By Lauren Weiss
Despite the United States’ vital role in crafting the United Nations Convention on the Law of the Sea in the 1970s and amending it in 1994, the treaty has never come to a vote in the Senate. Commonly called the Law of the Sea Treaty, it outlines the rules governing maritime activity, covering issues such as navigational rights, territorial sea limits, and economic jurisdiction over various resources.
Following attempts made under Presidents Bill Clinton and George W. Bush, the Obama administration has also expressed a desire to get this treaty passed. The Chairman of the Senate Committee on Foreign Relations John Kerry (D-Mass.) held a series of hearings this past May and June with high profile advocates of the treaty, including Secretary of State Hillary Rodham Clinton, Secretary of Defense Leon Panetta, and other top military, government, and business leaders. These witnesses made a serious, compelling presentation on the economic and security benefits of the treaty, which include protecting the U.S.’ exclusive economic right to one million square kilometers of the extended continental shelf off the coast of Alaska, providing a new diplomatic tool to help resolve competing claims in the South China Sea, and establishing rules to govern new waterways forming in the Arctic, among others.

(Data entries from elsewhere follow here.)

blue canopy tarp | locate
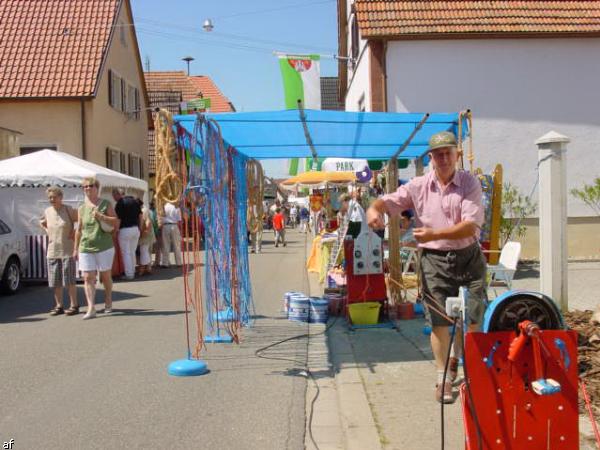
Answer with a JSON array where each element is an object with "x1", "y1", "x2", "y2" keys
[{"x1": 174, "y1": 109, "x2": 468, "y2": 159}]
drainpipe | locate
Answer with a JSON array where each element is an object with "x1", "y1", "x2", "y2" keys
[
  {"x1": 79, "y1": 97, "x2": 87, "y2": 161},
  {"x1": 381, "y1": 41, "x2": 388, "y2": 112}
]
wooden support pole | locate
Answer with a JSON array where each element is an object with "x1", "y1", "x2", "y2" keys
[{"x1": 385, "y1": 158, "x2": 402, "y2": 305}]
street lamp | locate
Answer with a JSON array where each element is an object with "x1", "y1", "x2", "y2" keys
[
  {"x1": 202, "y1": 19, "x2": 214, "y2": 31},
  {"x1": 181, "y1": 56, "x2": 194, "y2": 77}
]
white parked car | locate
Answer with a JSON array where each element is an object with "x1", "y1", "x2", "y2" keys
[{"x1": 0, "y1": 220, "x2": 28, "y2": 294}]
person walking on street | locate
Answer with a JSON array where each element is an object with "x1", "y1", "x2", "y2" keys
[
  {"x1": 148, "y1": 200, "x2": 162, "y2": 267},
  {"x1": 139, "y1": 202, "x2": 156, "y2": 275},
  {"x1": 112, "y1": 189, "x2": 142, "y2": 280},
  {"x1": 290, "y1": 204, "x2": 298, "y2": 228},
  {"x1": 367, "y1": 131, "x2": 486, "y2": 403},
  {"x1": 161, "y1": 202, "x2": 183, "y2": 267},
  {"x1": 73, "y1": 177, "x2": 119, "y2": 320},
  {"x1": 40, "y1": 186, "x2": 79, "y2": 316},
  {"x1": 273, "y1": 208, "x2": 287, "y2": 247},
  {"x1": 300, "y1": 206, "x2": 310, "y2": 233}
]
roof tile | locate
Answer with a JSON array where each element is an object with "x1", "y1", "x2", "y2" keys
[
  {"x1": 144, "y1": 70, "x2": 235, "y2": 113},
  {"x1": 355, "y1": 0, "x2": 600, "y2": 38},
  {"x1": 0, "y1": 0, "x2": 122, "y2": 98}
]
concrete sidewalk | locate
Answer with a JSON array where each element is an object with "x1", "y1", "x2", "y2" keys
[{"x1": 305, "y1": 255, "x2": 600, "y2": 450}]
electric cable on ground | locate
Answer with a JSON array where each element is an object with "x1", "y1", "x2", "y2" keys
[{"x1": 440, "y1": 318, "x2": 464, "y2": 450}]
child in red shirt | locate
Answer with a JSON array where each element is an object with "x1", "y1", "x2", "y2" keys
[{"x1": 273, "y1": 208, "x2": 286, "y2": 247}]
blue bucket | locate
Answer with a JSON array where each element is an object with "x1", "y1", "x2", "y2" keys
[
  {"x1": 283, "y1": 291, "x2": 305, "y2": 313},
  {"x1": 288, "y1": 296, "x2": 310, "y2": 322},
  {"x1": 308, "y1": 297, "x2": 329, "y2": 323}
]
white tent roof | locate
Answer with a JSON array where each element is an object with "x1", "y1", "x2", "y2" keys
[{"x1": 0, "y1": 150, "x2": 148, "y2": 191}]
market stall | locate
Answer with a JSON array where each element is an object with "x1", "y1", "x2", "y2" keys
[
  {"x1": 0, "y1": 150, "x2": 148, "y2": 279},
  {"x1": 174, "y1": 109, "x2": 468, "y2": 340}
]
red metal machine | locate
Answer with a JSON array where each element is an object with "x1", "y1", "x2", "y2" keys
[
  {"x1": 344, "y1": 232, "x2": 387, "y2": 324},
  {"x1": 461, "y1": 292, "x2": 579, "y2": 450}
]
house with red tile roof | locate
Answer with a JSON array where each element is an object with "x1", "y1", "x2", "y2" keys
[
  {"x1": 0, "y1": 0, "x2": 151, "y2": 178},
  {"x1": 338, "y1": 0, "x2": 600, "y2": 258},
  {"x1": 144, "y1": 70, "x2": 235, "y2": 177}
]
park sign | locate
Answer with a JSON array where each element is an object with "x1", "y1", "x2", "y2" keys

Although the treaty enjoys a broad spectrum of support—from former Secretary of State Condoleezza Rice to the President of American Petroleum Institute Jack N. Gerard––a small but vocal group of opponents have been lobbying senators to block the treaty, claiming that the royalties companies would have to pay and potential environmental lawsuits the United States could face would result in a loss of U.S. sovereignty.
Thirty-one Republican senators have signed a letter addressed to Senate Majority Leader Harry Reid (D-Nev.), promising to oppose the treaty if it comes to a vote. On July 16, 2012, Senator Johhny Isakson (R-GA) sent a letter to Kerry promising to vote against the treaty.
The same day, two potential Republican vice-presidential picks – Senators Rob Portman (R-OH), and Kelly Ayotte (R-NH) — sent their own letter to Reid expressing their opposition to the treaty. With a total of thirty-four senators leaning against the treaty, opponents of the treaty claim they have succeeded in blocking ratification, which requires a two-thirds Senate majority for approval.
Senator Kerry’s spokeswoman Jodi Seth, on the other hand, said that the Foreign Relations Committee Chairman was not surprised by the letters, since “it’s not news to anyone that right now we’re in the middle of a white hot political campaign season where ideology is running in overdrive.”
Seth went on to explain that Kerry had purposely decided not to schedule a vote before the elections in November so that the senators would have “the chance to evaluate the treaty on the facts and the merits away from the politics of the moment.”
Seth said Kerry believes that Senate approval of the Law of the Sea Treaty is “a matter of ‘when,’ not ‘if.”
What is clear is that it is unclear when and if this treaty will come to a vote during the lame-duck session of Congress or some time after. How the Senate handles the Law of the Sea Treaty may influence the course of the debate on other common sense treaties that are due for reconsideration by the Senate, including arms control treaties that are due for consideration or reconsideration by the Senate some time next year, including the Comprehensive Nuclear Test Ban Treaty.